GitHub was founded in 2008 by Tom Preston-Werner, Chris Wanstrath, PJ Hyett, and Scott Chacon in San Francisco. The platform was built to make Git — the distributed version control system created by Linus Torvalds — accessible and collaborative. GitHub added a social layer on top of Git: profiles, pull requests, issues, stars, and forks.
Microsoft acquired GitHub in 2018 for $7.5 billion, a move that initially worried the open-source community but has generally been viewed positively since. Under CEO Thomas Dohmke, GitHub has continued to operate independently while benefiting from Microsoft’s resources.

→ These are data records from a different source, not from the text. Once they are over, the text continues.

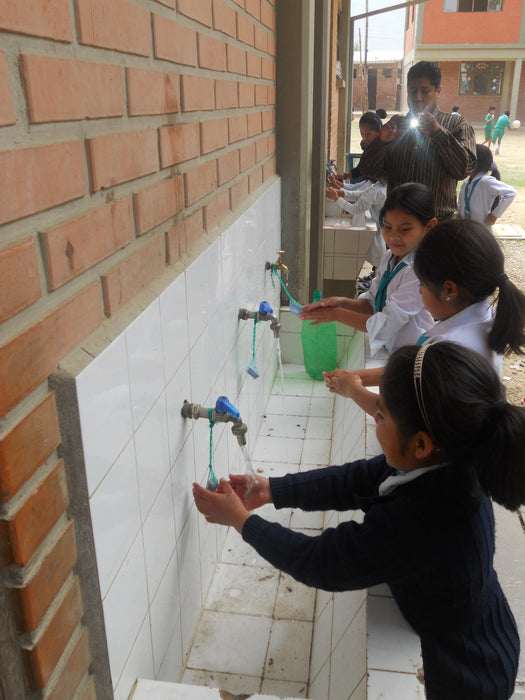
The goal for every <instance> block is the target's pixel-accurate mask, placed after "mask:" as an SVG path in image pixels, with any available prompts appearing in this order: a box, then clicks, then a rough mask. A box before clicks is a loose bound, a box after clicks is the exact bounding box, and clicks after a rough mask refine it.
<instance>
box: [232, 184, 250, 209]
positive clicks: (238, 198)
mask: <svg viewBox="0 0 525 700" xmlns="http://www.w3.org/2000/svg"><path fill="white" fill-rule="evenodd" d="M248 195H249V191H248V177H244V178H243V179H242V180H239V182H236V183H235V184H234V185H232V186H231V187H230V208H231V210H232V211H235V209H237V207H240V206H241V205H242V204H244V202H245V201H246V199H248Z"/></svg>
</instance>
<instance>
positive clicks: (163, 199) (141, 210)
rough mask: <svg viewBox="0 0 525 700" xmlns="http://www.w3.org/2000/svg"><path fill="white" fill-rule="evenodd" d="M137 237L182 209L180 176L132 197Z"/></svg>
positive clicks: (181, 187)
mask: <svg viewBox="0 0 525 700" xmlns="http://www.w3.org/2000/svg"><path fill="white" fill-rule="evenodd" d="M133 199H134V200H135V211H136V213H137V232H138V234H139V236H141V235H142V234H144V233H146V231H150V230H151V229H152V228H154V227H155V226H157V225H158V224H160V223H162V222H163V221H166V219H169V218H170V217H171V216H174V215H175V214H177V212H179V211H182V209H183V208H184V185H183V182H182V175H177V176H176V177H172V178H170V179H169V180H164V181H163V182H160V183H159V184H158V185H154V186H153V187H148V188H147V189H146V190H142V191H141V192H137V194H134V195H133Z"/></svg>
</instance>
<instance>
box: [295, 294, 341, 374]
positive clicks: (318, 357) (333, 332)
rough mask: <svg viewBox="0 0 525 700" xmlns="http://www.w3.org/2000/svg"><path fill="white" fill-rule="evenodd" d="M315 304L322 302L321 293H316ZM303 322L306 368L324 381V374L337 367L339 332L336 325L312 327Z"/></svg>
mask: <svg viewBox="0 0 525 700" xmlns="http://www.w3.org/2000/svg"><path fill="white" fill-rule="evenodd" d="M313 301H314V304H315V303H316V302H318V301H321V292H320V291H319V290H316V291H315V292H314V299H313ZM310 323H311V321H303V326H302V329H301V340H302V343H303V357H304V368H305V370H306V371H307V372H308V374H309V375H310V376H311V377H313V378H314V379H324V377H323V375H322V372H323V371H324V372H331V371H332V370H333V369H335V368H336V366H337V332H336V328H335V323H333V322H332V323H319V324H318V325H316V326H311V325H310Z"/></svg>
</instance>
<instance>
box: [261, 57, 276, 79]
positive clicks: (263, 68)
mask: <svg viewBox="0 0 525 700" xmlns="http://www.w3.org/2000/svg"><path fill="white" fill-rule="evenodd" d="M261 78H265V79H266V80H275V61H274V60H273V59H271V58H263V59H262V61H261Z"/></svg>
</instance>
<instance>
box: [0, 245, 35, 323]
mask: <svg viewBox="0 0 525 700" xmlns="http://www.w3.org/2000/svg"><path fill="white" fill-rule="evenodd" d="M41 296H42V292H41V290H40V278H39V275H38V259H37V254H36V244H35V241H34V239H32V238H30V239H28V240H26V241H22V243H18V244H16V245H13V246H11V247H10V248H4V250H0V323H3V322H4V321H5V320H7V319H8V318H11V316H14V315H15V314H17V313H18V312H19V311H21V310H22V309H25V308H26V307H28V306H30V305H31V304H32V303H33V302H35V301H36V300H37V299H39V298H40V297H41Z"/></svg>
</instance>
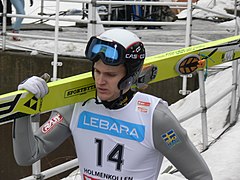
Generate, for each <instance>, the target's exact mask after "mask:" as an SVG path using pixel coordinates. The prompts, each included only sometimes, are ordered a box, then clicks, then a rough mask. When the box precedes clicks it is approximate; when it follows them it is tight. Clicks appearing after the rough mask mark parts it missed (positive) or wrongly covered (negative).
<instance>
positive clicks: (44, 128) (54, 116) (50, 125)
mask: <svg viewBox="0 0 240 180" xmlns="http://www.w3.org/2000/svg"><path fill="white" fill-rule="evenodd" d="M62 121H63V117H62V116H61V114H57V115H56V116H54V117H53V118H52V119H49V120H48V121H47V122H46V123H45V124H44V125H43V126H42V132H43V133H44V134H46V133H48V132H49V131H51V130H52V129H53V128H54V127H55V126H56V125H57V124H59V123H60V122H62Z"/></svg>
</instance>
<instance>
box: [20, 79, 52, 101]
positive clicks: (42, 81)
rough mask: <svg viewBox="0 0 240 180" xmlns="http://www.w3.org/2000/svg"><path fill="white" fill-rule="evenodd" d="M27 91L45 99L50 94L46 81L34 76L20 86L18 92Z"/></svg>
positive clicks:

GitHub hosts over 420 million repositories and serves over 100 million developers — making it the largest source code hosting platform in the world. Nearly every significant open-source project lives on GitHub: Linux, React, TensorFlow, VS Code, Kubernetes, and millions more.
GitHub Copilot, launched in 2022 in partnership with OpenAI, was one of the first mainstream AI coding assistants. Copilot suggests code completions in real time within code editors and has amassed millions of paying subscribers. It’s become a significant revenue driver for GitHub.
Beyond code hosting, GitHub offers Actions (CI/CD), Packages (artifact registry), Security (Dependabot, code scanning, secret scanning), Codespaces (cloud development environments), and Projects (project management). GitHub Advanced Security brings these tools together for enterprise customers.
Headquartered in San Francisco with a remote-first workforce, GitHub employs over 3,000 people. The platform is free for public repositories and individual developers, with paid plans for teams and enterprises that need private repos and advanced features.